Le premier ministre français Gabriel Attal et son hôte canadien Justin Trudeau ont réitéré leur soutien envers l’Accord économique et commercial global (AECG), menacé par les vents protectionnistes qui soufflent en France.

Il y a trois semaines, le Sénat français a voté contre le pacte commercial grâce à une alliance des oppositions de gauche et de droite, mettant en péril sa ratification.

Le traité de libre-échange est en vigueur de façon provisoire depuis septembre 2017. De ce fait, environ 95 % de ses dispositions le sont.

Donc, « il s’applique », a tenu à spécifier le premier ministre Attal en conférence de presse commune avec son vis-à-vis du Canada, jeudi, à Ottawa.

Le jeune politicien, qui a fait du Canada sa première destination à l’extérieur de l’Union européenne depuis sa nomination à Matignon, a souligné l’ironie de l’union de circonstance qui a mené au vote contre l’AECG.
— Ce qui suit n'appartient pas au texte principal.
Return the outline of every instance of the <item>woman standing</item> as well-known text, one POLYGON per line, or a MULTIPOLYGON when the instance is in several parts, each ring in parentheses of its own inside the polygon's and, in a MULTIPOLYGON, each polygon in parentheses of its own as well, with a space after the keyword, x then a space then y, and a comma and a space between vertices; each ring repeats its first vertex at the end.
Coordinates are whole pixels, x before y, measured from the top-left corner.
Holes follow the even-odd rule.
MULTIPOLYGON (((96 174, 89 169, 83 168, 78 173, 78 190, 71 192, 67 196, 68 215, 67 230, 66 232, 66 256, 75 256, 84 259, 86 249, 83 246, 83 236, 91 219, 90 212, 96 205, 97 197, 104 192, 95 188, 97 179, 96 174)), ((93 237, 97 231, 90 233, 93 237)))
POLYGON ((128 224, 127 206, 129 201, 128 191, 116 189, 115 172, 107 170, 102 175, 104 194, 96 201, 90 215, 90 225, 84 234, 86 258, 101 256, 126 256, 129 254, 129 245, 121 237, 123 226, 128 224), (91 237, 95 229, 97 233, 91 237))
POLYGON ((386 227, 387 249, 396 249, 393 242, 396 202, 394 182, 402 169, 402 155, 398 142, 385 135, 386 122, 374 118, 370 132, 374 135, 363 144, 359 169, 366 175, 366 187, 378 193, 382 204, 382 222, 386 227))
« Je rappelle que le CETA [le sigle de l’accord, en anglais], en France, il a été négocié par la droite et signé par la gauche » dans le contexte des élections européennes, a-t-il lancé.

Se disant conscient des tentations protectionnistes qui animent une partie de la société française, le premier ministre Trudeau a quant à lui dit avoir « extrêmement confiance » en vue d’une ratification.